Rabu, 15 Agustus 2012

Untuk Bumi-4

Aristoteles mengklaim  bahwa manusia adalah zoon politicon. Makhluk politik. Makhluk yang terus berinteraksi. Mahkluk yang selalu mempunyai rencana dan strategi yang berujung pada eksistensi dirinya. Makhluk yang membutuhkan bargaining position untuk melancarkan hal tersebut. Kita dituntut untuk menawarkan kemampuan dan kualitas agar tujuan tercapai demi penghargaan dari orang lain. Alamiah, bukan? Tidak ada yang salah selama semua itu dilakukan dengan cara yang benar.

Lalu, mengapa harus melibatkan perasaan dalam pemenuhan tujuan tersebut? Subjektivitas tidak pernah dihukumi. Masuk ke dalam kondisi rumit dan menyakitkan. Konflik mulai timbul. Tersudut dalam kungkungan norma dan terjebak dalam situasi dilematis. Lagi-lagi membutuhkan strategi untuk mengatasinya. Perlu peranan pikiran yang jernih agar konflik terselesaikan.  Tak ada gunanya menutup diri.

Kita bergelut dengan pemikiran sendiri  dan desakan lingkungan.  Gelisah untuk mengambil keputusan.  Namun, lebih baik gelisah dalam mencari kepastian  setelah menemukan sesuatu daripada nyaman dalam ketidaktahuan yang membombardir  kemerdekaan diri, bukan?  Ketakutan kadang terlintas dalam keletihan nurani. Bukankah keseimbangan terjadi setelah timbulnya chaos? Bukankah menyadari kesalahan di masa lalu bisa dijadikan cermin agar kegagalan masa depan dapat diminimalisasi?

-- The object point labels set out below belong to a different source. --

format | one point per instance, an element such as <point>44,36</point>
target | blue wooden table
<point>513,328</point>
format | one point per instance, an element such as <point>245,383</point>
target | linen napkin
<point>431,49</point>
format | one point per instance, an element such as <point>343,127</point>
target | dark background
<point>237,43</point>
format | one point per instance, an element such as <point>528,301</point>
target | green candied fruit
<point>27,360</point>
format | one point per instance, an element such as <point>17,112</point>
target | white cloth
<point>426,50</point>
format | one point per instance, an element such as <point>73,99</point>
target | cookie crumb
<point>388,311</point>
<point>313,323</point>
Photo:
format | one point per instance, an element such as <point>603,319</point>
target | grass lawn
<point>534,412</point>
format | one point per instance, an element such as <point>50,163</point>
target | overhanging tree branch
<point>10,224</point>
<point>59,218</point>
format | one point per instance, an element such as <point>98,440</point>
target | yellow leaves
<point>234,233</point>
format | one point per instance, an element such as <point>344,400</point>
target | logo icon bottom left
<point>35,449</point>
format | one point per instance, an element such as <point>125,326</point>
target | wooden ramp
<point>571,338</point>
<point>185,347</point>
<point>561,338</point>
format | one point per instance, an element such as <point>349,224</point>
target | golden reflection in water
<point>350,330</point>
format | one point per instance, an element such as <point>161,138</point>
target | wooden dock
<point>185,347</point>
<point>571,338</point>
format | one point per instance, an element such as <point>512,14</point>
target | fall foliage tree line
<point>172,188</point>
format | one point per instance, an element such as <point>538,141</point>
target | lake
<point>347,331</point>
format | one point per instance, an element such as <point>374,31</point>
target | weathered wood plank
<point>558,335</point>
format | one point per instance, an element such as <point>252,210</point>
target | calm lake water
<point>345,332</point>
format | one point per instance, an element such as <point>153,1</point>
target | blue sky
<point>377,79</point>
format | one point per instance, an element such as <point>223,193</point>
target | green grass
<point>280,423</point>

Konsekuensi pengetahuan menuntut kita untuk bijak. Tidak mudah bertahan di tengah kecamuk konflik. Tidak mudah pula mengakui kesalahan, kegagalan, dan kekalahan. Kadang berbagi dengan orang lain pun menjadi alternatif untuk bersandar. Namun, bukankah kita lebih sering menjadikan ajang tersebut untuk sebuah penegasan? Penegasan tentang betapa menderitanya diri dan rasa sakit yang dialami.

Keadaan lelah dan menyerah begitu mudahnya menghampiri. Entah kenapa kita pun seringkali larut di dalamnya. Lalu, apakah ada kebanggaan atas sikap menghindar dan menjadi pecundang macam itu? Alur hidup memang fluktuatif. Pernyataan "kita hanya manusia" acapkali menjadi sebuah legitimasi naif dalam kemandulan kreativitas menyelesaikan masalah.

Terlintas pertanyaan sederhana yang menjebak dan menghantam keberanian diri. Sampai kapan kita akan menyerah tanpa menghasilkan apa-apa? Padahal, banyak orang yang membutuhkan uluran tangan dan menyanjung kita. Mengapa kita sendiri merasa tidak berguna di tengah kekaguman tanpa pamrih tersebut? Hidup masih terus berjalan untuk mencapai gradasi lanjut kesempurnaan diri, bukan? Selamat berjuang!